The myth is most often read as an explanation for the seasons, how the light, fruitful days of spring through fall become dark and cold in winter. But employing rape as a plot device or metaphor became less kindly looked upon in the 20th century than it had been in the past, so when, in 1932, Ida Rubinstein commissioned Igor Stravinsky and Andre Gide to create Persephone for her dance company, the story was significantly changed.
In his journal published in 1926, Gide had written “Catholicism is inadmissible, Protestantism is intolerable and I feel profoundly Christian." The same year, Stravinsky returned to the Russian Orthodox Church of his youth. It’s no surprise that both artists, after the misery and destruction of World War I, would long toward some kind of faith. It’s likewise no surprise that in our #MeToo days, the character of Persephone is portrayed as neither a powerless victim nor a selfless martyr, but as nuanced and complex.
Co-commissioned with the Oregon Symphony, and designed by Michael Curry, this phenomenal production, which closed last weekend, features a whole bunch of possible readings of Persephone. The set is a Miyazaki-worthy tree as big as the entire stage. A huge moon hangs above it, and above and along the branches of the tree cavort and fly a cast of humans and human-sized puppets.
One of the puppets is giant, red-black fiery Pluto (aka Hades) with a human-sized Pluto inside (the dancer Henry Cotton, who appears to be made of sinew and stretchable indestructible taffy.
Another puppet is Persephone. The multi-jointed, girl-sized doll is so realistic you have to keep looking to see if it's an it and not a her. She’s moved by a puppeteers Matthew Brooks and Katie McClenahan, dressed all in black like Japanese Bunraku, and her/its unmoving placid face looks over us like an icon of mercy and love, or is she pretty and vacant? There’s also a dancer-Persephone (Anna Marra) and a narrator-Persephone, too (Pauline Ceviller). Plus some gossamer silky long flag-waving movement puppets of her, or spirits that wave around like Ariel or ghosts. They’re all versions of Persephone, a complex female whole of body and voice and earth and sky, and human and god, and winter and darkness turning into spring.

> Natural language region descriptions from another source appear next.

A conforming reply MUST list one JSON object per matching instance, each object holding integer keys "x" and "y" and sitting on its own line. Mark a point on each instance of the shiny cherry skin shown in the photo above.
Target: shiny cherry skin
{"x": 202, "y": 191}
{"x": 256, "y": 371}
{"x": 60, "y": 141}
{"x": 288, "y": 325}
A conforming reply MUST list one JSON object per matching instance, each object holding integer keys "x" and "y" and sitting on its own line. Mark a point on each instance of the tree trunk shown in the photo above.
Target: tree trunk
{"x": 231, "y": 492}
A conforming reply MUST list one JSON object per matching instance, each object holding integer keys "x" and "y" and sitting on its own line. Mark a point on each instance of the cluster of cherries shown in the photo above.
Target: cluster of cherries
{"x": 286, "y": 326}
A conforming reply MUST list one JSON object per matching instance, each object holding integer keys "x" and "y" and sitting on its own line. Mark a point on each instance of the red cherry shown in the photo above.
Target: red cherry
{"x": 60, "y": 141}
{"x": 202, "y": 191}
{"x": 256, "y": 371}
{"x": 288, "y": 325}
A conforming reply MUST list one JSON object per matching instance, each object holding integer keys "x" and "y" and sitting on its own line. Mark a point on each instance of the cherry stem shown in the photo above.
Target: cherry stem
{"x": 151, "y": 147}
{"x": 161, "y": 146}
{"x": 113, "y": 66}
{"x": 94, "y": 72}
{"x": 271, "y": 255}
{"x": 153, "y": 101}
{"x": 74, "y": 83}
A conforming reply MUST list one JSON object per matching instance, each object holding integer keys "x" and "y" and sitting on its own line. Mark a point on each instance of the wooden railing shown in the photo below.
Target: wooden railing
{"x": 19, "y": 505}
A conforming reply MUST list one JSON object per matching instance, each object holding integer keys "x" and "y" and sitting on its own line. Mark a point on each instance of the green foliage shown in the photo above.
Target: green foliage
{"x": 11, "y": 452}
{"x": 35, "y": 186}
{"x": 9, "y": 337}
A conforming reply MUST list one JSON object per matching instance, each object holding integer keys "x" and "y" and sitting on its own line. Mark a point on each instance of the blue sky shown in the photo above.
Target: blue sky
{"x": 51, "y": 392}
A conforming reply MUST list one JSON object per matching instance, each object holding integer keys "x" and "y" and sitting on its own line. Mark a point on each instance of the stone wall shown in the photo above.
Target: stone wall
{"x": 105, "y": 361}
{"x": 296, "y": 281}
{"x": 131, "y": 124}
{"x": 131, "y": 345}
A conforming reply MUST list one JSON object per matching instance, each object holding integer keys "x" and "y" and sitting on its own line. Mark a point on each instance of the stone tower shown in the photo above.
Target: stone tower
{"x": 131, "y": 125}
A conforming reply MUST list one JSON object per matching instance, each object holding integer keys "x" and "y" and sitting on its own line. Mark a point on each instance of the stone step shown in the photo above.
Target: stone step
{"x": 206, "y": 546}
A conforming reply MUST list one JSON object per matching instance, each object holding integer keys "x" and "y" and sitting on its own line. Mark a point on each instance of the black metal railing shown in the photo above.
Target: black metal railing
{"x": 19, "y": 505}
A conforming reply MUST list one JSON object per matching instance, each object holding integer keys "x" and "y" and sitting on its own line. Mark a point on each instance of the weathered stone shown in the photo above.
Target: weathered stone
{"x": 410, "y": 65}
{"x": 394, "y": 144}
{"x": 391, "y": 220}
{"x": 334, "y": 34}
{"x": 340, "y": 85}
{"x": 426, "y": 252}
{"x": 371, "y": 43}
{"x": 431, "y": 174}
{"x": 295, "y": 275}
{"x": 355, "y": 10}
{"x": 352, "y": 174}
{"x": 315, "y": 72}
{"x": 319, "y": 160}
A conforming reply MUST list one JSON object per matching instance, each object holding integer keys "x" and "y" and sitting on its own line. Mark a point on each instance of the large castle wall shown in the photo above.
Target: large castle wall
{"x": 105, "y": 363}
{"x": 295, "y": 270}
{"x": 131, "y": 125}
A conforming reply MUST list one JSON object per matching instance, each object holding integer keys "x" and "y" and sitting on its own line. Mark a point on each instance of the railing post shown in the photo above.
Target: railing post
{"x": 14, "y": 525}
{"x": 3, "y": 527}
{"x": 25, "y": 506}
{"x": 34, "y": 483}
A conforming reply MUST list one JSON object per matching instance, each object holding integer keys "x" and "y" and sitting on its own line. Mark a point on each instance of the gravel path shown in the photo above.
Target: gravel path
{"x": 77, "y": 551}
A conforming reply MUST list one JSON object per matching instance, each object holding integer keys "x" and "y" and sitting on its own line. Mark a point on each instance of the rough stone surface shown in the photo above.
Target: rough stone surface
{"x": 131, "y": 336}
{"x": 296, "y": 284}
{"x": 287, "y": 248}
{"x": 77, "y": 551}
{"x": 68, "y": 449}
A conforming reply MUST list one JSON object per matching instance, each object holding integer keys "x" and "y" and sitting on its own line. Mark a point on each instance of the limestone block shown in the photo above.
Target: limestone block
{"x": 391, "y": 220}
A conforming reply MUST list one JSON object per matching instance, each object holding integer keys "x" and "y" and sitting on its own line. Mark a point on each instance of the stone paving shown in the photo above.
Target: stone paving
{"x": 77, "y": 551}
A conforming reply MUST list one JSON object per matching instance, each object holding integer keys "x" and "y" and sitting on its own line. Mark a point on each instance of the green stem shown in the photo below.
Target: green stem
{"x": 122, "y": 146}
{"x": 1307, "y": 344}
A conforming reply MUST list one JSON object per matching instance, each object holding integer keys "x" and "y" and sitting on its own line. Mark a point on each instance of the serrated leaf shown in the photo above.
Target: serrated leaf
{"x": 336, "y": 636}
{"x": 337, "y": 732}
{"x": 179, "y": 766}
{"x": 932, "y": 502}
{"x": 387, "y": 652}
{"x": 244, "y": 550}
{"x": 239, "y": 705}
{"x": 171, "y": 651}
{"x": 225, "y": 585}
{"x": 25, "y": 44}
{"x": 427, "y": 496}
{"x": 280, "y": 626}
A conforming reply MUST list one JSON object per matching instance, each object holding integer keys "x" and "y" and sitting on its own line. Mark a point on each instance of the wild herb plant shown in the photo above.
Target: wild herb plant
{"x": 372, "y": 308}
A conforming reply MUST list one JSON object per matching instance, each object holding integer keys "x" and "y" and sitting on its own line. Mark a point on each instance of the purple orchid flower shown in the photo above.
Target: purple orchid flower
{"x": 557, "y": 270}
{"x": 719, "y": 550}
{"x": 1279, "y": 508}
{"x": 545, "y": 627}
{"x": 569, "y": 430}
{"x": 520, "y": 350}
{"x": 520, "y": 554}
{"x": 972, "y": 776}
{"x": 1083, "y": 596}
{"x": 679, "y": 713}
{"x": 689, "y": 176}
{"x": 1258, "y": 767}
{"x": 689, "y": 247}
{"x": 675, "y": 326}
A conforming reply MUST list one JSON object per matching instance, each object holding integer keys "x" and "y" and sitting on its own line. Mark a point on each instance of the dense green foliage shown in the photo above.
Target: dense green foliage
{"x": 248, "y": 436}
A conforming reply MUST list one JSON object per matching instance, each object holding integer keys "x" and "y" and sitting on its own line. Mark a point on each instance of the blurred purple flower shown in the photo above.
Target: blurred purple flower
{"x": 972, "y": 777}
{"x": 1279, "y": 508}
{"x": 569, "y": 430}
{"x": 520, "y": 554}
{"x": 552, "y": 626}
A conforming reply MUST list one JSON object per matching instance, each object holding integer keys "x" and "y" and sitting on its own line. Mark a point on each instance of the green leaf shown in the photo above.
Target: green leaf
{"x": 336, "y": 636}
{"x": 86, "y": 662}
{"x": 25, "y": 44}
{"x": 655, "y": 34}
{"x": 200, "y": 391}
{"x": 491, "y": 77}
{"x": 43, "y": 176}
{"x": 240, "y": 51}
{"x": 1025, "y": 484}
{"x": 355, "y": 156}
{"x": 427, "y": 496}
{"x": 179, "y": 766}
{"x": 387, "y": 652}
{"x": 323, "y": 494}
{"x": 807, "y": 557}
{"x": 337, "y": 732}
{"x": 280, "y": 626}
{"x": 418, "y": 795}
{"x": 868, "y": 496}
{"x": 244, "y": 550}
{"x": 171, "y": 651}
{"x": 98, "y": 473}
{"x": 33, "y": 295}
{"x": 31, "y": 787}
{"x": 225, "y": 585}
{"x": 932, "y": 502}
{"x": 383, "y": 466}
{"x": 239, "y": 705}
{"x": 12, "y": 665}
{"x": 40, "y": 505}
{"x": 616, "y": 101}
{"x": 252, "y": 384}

Hades is sung by tenor Kenneth Tarver, whose voice is the aural equivalent of the taste of butterscotch and the temperature of your skin on a perfect late May day.
Twenty years before Persephone, Stravinsky’s other ballet about the season, The Rite of Spring, nearly caused riots at its Paris premiere and is remembered as a “before and after” marker in modern classical music. This earlier work—pre World War, pre-Russian Revolution—played around a lot and shocked with sonic and physical violence (Diaghalev! the Ballet Russe!). The latter Persephone was mellow, a sadder, less flamboyant look at loss and return.
So, yeah, The Rite of Spring changed music, got a lot of press, and had a rock band name itself after it. But for my money, this production of Persephone offered a bigger, rounder, more liveable-with imagining of our human selves, our planet, and how we might live together peaceably.